1. An asynchronous federation learning method of a client with adaptive partial training, characterized in that: the method comprises the following specific steps:

step 6: after the client-side performs local training, the model parameters are transmitted to the server-side, and the server aggregates the model parameters of the client-side received in the aggregation interval time into a new global model; and then repeating the operations from the step 1 to the step 6 until the precision of the global model reaches the preset requirement.

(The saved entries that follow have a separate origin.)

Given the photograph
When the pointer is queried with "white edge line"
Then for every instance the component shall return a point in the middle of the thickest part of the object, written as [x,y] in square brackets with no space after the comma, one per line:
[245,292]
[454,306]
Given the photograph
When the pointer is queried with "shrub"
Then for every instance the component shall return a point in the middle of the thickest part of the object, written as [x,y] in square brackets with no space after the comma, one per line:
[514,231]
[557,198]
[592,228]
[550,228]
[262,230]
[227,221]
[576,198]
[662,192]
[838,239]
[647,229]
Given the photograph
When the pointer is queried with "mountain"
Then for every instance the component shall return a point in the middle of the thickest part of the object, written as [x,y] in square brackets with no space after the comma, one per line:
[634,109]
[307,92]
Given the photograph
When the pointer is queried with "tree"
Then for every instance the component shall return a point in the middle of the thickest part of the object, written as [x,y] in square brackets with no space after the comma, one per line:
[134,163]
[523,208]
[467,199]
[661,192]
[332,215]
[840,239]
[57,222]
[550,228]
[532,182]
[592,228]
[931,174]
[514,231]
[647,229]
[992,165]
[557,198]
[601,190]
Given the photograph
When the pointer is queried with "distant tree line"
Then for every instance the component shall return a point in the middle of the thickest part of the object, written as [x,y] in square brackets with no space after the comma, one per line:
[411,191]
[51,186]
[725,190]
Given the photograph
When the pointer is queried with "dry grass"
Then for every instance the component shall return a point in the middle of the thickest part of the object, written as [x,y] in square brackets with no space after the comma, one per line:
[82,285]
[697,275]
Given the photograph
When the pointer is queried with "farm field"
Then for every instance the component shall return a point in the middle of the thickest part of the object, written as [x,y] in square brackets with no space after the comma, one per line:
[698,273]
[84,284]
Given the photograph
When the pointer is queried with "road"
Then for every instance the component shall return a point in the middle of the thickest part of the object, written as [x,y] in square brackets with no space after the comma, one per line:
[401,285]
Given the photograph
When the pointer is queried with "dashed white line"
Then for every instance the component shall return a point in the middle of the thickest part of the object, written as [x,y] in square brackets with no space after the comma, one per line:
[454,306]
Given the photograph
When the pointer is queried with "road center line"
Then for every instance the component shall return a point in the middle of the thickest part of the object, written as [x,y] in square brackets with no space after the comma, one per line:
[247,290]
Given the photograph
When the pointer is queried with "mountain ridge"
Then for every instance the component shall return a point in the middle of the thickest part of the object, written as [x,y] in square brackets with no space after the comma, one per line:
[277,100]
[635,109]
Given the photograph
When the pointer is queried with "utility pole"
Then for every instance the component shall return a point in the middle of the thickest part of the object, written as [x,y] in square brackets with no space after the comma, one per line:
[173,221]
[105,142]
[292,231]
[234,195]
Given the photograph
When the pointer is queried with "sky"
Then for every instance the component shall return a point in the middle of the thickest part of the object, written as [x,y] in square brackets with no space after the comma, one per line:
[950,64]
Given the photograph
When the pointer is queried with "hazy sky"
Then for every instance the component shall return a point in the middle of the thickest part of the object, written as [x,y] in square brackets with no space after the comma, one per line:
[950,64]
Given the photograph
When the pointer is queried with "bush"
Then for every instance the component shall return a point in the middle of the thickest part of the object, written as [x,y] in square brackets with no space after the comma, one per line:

2. The client asynchronous federal learning method with adaptive partial training of claim 1, wherein: the specific method of the step 1 is as follows:

3. The client asynchronous federal learning method with adaptive partial training of claim 1, wherein: in the step 2, a regularization method is adopted to enable the time consumption and the loss value to be in the same range, and a regularization formula is as follows:

4. The client asynchronous federal learning method with adaptive partial training of claim 2, wherein: in the step 3, the server calculates the time consumption of each clientAnd normalize it toNormalize the loss value to +.>

5. The client asynchronous federal learning method with adaptive partial training of claim 4, wherein: said step 4In which a client with a high loss value defines a score F for client i based on client time consumption and loss value _i The following formula:

λ ₁ +λ ₂ ＝1；

6. The client asynchronous federal learning method with adaptive partial training of claim 5, wherein: the specific method in the step 5 is as follows:

wherein,calculating time for units of the ith client, < >>Is the ithCommunication time of the client;

7. the client asynchronous federal learning method with adaptive partial training of claim 6, wherein: in the step 6, the client with the local training ratio smaller than 1 trains part of the model, freezes the parameters of part of the layers of the global model, and the frozen parameters are only used for forward propagation but not for backward propagation; the client with training ratio equal to 1, according to the local training period E in step 502 _i The computing resources of each client are utilized as much as possible; each client then sends the locally trained model parameters to the server.